Pastori o mercenari, di Rocco D'Ambrosio
Il Vangelo odierno: In quel tempo, Gesù disse: «Io sono il buon pastore. Il buon pastore dà la propria vita per le pecore. Il mercenario – che non è pastore e al quale le pecore non appartengono – vede venire il lupo, abbandona le pecore e fugge, e il lupo le rapisce e le disperde; perché è un mercenario e non gli importa delle pecore.
Io sono il buon pastore, conosco le mie pecore e le mie pecore conoscono me, così come il Padre conosce me e io conosco il Padre, e do la mia vita per le pecore. E ho altre pecore che non provengono da questo recinto: anche quelle io devo guidare. Ascolteranno la mia voce e diventeranno un solo gregge, un solo pastore.
Per questo il Padre mi ama: perché io do la mia vita, per poi riprenderla di nuovo. Nessuno me la toglie: io la do da me stesso. Ho il potere di darla e il potere di riprenderla di nuovo. Questo è il comando che ho ricevuto dal Padre mio» (Gv 10, 11-18).
26 aprile 2015. Nel linguaggio di Gesù il leader è il pastore, che si oppone, come modello e come prassi, al mercenario. Il primo conosce le pecore, le ascolta, ne ha cura, le difende, le guida, le riconduce all’ovile, offre la vita per loro; il secondo ruba, uccide, distrugge, abbandona la scena e fugge via quando le pecore sono in pericolo. Detto altrimenti, il pastore ama, mentre il mercenario odia; il pastore si prende cura, il mercenario trascura.
Il discorso di Gesù sembra essere orientato a farci comprendere come l’amore sia qualità fondamentale ed essenziale, non solo nella normale vita cristiana, ma anche in quella di responsabilità, cioè dell’esercito del potere, nella Chiesa come nel mondo. Evangelicamente non si può concepire un potere, che non sia esercizio di amore concreto, sull’esempio del Cristo a cui il Padre ha dato ogni potere in Cielo e in terra, potere da lui esercitato per amore, sempre e comunque, sino alla fine, cioè al dono totale di sé. A margine ricordiamo che su questa linea concettuale s’inserisce la definizione cattolica della politica come “il campo della più alta carità” (Pio XI e Paolo VI).
Ci può essere anche utile la riflessione di Agostino, non solo per la sua nota profondità, ma anche per la straordinaria similitudine tra la crisi del suo tempo e la nostra. L’amore crea, “dà origine alla città”. L’amore è, quindi, la massima forza relazionale ed aggregante. E le due città, quella umana e quella divina, furono originate da due tipi amore.
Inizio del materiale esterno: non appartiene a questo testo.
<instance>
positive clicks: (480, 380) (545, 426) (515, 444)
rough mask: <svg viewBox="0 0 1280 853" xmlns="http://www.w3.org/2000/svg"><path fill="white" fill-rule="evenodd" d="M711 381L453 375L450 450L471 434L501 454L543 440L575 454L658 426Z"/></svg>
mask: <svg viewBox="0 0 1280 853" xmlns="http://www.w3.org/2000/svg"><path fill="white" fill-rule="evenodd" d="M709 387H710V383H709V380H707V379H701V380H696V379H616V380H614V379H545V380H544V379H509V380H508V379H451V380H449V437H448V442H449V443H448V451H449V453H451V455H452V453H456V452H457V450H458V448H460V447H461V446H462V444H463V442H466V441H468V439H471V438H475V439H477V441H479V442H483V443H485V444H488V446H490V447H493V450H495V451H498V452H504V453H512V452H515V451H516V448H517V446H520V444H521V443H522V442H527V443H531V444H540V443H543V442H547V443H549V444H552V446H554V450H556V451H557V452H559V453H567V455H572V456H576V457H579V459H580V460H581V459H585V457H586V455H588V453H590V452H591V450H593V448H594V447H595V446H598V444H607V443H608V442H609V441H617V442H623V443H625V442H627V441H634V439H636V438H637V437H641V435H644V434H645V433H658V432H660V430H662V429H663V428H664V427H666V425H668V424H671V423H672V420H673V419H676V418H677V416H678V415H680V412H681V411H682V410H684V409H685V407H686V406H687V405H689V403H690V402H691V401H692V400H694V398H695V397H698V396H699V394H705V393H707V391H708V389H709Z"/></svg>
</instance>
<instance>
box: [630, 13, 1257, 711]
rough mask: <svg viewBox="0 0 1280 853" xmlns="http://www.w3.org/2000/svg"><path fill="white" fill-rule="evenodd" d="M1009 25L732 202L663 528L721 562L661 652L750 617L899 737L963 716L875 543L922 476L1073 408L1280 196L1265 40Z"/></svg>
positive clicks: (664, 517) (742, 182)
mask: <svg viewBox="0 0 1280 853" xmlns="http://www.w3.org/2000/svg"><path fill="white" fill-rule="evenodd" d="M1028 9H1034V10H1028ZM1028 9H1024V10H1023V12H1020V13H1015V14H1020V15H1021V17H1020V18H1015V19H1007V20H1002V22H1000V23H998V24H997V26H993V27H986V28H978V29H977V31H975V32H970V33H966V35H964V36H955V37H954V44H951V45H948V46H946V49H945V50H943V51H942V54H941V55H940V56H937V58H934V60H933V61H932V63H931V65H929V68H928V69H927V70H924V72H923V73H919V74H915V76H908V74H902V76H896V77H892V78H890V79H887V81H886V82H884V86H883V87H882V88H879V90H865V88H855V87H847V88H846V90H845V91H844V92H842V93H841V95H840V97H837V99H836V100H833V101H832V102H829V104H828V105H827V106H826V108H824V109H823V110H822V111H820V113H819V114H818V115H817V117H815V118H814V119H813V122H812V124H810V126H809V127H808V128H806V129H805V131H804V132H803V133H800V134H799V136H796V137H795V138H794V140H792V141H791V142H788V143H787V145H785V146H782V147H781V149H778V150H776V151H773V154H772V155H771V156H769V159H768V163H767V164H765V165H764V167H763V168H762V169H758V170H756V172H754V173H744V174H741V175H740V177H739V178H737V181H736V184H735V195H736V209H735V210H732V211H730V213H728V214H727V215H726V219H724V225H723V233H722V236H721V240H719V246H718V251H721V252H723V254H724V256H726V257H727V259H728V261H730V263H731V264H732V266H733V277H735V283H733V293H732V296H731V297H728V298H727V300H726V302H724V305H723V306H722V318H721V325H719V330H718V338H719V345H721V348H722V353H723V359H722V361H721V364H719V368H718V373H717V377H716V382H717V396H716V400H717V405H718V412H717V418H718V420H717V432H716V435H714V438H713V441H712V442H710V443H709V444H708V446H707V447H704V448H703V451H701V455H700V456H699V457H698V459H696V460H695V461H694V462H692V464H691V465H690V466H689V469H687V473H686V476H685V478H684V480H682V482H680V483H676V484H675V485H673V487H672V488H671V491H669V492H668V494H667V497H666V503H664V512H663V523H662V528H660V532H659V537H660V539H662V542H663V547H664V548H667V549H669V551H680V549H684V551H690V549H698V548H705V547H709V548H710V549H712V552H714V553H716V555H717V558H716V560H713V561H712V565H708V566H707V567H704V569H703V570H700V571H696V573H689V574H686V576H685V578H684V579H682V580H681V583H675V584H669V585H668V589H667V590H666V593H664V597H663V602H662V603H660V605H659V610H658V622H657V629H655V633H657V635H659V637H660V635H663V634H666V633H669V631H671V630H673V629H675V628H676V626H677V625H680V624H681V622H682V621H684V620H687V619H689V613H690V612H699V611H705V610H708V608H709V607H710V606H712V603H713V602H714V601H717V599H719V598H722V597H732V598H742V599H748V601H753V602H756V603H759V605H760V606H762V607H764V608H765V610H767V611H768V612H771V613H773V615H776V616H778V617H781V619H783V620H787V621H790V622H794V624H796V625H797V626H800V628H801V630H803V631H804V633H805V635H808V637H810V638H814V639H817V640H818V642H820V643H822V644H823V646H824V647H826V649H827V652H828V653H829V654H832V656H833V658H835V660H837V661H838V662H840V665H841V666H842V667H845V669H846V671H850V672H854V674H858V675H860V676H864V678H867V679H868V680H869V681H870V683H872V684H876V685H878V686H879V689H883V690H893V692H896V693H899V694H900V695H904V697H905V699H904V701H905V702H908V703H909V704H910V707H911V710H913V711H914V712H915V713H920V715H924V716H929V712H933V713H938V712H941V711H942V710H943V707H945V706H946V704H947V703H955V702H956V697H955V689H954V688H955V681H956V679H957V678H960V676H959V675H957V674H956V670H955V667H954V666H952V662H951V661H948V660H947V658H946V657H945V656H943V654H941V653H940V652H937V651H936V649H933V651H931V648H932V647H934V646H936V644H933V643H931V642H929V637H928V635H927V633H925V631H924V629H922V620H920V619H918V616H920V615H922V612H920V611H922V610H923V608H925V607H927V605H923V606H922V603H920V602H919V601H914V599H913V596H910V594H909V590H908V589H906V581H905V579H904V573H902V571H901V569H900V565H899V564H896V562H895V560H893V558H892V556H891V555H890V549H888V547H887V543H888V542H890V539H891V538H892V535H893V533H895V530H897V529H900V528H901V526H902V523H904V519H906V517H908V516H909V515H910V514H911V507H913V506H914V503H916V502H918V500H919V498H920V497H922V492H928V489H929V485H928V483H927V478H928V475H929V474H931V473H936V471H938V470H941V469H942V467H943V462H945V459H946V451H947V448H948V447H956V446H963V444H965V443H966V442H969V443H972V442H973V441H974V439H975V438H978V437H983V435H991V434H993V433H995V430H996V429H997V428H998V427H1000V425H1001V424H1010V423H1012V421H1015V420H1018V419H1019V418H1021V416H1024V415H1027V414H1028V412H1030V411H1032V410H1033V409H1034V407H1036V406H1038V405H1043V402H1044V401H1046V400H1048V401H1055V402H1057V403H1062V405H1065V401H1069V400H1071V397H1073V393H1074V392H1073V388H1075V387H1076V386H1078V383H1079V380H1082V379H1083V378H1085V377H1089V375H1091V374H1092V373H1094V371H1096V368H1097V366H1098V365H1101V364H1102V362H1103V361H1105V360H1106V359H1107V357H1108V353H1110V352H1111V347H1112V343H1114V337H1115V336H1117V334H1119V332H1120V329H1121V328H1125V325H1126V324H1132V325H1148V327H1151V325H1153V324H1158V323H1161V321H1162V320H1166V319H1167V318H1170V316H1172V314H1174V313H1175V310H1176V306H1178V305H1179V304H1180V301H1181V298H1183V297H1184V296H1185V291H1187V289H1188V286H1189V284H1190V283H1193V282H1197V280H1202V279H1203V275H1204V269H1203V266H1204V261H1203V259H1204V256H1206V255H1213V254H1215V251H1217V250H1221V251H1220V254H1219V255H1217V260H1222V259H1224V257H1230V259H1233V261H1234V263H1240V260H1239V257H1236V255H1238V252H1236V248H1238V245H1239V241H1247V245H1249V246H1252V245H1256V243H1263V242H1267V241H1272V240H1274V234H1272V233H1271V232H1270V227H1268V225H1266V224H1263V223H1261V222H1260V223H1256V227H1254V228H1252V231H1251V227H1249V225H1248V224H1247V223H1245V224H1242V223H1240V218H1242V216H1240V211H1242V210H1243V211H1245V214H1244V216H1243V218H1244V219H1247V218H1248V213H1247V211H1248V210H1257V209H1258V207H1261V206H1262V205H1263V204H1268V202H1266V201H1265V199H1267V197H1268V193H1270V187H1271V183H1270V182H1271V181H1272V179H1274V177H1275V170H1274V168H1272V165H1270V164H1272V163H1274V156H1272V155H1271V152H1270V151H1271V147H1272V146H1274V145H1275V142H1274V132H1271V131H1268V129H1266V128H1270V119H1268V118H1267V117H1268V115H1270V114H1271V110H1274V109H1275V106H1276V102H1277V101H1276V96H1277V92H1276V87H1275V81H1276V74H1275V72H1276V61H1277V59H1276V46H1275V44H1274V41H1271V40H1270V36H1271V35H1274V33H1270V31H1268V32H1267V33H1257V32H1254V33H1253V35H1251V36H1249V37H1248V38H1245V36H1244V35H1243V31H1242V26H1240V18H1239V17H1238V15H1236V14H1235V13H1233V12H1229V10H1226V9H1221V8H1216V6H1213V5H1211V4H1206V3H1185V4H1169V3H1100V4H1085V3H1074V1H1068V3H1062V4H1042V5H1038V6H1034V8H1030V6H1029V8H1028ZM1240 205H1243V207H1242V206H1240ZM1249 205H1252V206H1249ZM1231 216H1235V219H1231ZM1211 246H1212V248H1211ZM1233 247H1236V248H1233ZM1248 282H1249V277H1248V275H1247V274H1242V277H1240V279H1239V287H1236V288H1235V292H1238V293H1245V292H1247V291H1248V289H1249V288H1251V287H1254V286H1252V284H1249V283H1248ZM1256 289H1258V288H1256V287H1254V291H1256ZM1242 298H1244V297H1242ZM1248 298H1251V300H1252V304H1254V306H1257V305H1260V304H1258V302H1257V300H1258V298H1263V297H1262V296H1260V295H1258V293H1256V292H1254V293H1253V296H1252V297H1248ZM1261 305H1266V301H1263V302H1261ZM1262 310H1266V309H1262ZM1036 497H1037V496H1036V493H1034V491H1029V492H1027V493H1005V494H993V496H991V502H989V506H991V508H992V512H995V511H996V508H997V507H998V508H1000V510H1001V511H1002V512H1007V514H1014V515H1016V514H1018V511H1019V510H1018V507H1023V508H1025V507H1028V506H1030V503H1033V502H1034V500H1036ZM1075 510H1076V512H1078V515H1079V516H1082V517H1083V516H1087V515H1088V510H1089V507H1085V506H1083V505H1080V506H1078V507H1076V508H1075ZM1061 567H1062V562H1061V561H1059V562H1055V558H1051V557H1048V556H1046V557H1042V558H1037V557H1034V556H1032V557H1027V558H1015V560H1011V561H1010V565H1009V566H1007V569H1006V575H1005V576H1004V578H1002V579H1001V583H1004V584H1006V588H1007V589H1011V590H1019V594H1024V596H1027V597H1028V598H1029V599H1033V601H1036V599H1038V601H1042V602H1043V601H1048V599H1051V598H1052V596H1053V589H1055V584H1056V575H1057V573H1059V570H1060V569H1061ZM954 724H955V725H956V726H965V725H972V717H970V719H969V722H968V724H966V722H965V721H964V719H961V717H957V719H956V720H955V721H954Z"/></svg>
Per quanto riguarda la città terrena, ciò che aggrega è “l’amore di sé fino all’indifferenza per Dio”; per la città celeste, invece, è “l’amore a Dio fino all’indifferenza per sé”.
Ringraziamo il Cielo per il dono di papa Francesco che non si stanca di esprimere la sua forte opposizione a ogni mercenario, corrotto o pedofilo che sia, per riportarci tutti alla fedeltà evangelica. La sua testimonianza sarà efficace solo nella misura in cui avremo il coraggio di smascherare tutti quei poteri che sono “amore di sé e indifferenza di Dio”, come dice Agostino. E questo, come diceva Ritter, richiede un grande “esercizio di ragione, diritto e morale”.